Final answer:
To prove that L₁ = {0ᶦ1ʲ0ᵏ1ᵏ ∣ i, j, and k are positive integers} is regular, we can construct a deterministic finite automaton (DFA) that recognizes L₁.
Step-by-step explanation:
The language L₁ is defined as {0ᶦ1ʲ0ᵏ1ᵏ ∣ i, j, and k are positive integers}. To prove that L₁ is regular, we can construct a deterministic finite automaton (DFA) that recognizes L₁.
Let's start by defining the states of the DFA. The DFA will have three states: q₀, q₁, and q₂. The start state will be q₀, and the accepting state will be q₁.

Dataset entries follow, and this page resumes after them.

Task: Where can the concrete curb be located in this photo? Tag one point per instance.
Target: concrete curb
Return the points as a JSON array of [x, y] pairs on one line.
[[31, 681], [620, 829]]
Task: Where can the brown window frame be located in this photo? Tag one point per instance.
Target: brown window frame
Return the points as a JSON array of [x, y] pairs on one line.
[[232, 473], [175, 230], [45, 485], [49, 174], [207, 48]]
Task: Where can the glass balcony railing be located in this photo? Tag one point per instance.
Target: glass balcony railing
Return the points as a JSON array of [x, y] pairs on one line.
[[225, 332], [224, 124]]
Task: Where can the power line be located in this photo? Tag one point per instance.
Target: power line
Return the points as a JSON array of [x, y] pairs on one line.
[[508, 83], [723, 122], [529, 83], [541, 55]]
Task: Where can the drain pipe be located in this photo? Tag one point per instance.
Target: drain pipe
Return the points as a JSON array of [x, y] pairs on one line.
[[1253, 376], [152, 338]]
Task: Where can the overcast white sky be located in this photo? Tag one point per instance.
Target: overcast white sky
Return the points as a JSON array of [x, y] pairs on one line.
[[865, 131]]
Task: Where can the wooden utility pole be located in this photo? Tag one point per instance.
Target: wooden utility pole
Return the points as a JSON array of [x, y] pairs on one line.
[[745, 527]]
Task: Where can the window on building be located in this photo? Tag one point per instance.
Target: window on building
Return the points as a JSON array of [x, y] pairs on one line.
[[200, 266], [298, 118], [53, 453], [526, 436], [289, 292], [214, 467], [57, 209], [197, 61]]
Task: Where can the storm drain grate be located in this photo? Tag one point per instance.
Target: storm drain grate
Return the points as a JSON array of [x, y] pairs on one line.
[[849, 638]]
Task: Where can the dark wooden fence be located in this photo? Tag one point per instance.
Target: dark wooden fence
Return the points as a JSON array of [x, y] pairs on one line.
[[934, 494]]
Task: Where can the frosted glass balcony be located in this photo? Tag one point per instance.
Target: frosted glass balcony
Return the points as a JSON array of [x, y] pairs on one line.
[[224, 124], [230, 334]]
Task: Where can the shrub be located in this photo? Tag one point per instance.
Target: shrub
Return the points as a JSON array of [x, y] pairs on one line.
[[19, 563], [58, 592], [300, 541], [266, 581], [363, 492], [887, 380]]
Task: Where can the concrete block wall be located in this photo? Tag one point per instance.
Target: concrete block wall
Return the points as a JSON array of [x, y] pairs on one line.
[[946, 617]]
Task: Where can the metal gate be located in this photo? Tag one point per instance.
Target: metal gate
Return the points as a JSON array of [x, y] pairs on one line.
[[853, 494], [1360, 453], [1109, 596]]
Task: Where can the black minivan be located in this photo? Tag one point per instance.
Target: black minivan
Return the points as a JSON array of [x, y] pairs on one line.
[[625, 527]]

Next, let's define the transitions of the DFA. For each transition, we will consider the next symbol in the input string and the current state to determine the next state. The transitions are as follows:
- From q₀, if the next symbol is 0, the DFA moves to q₀.
- From q₀, if the next symbol is 1, the DFA moves to q₁.
- From q₁, if the next symbol is 0, the DFA moves to q₂.
- From q₂, if the next symbol is 1, the DFA moves to q₂.
Finally, let's define the final state of the DFA. The DFA reaches the final state q₁ whenever it reads a 1 after the initial 0s. The DFA rejects the input if it reaches any other state. Thus, the language L₁ is regular.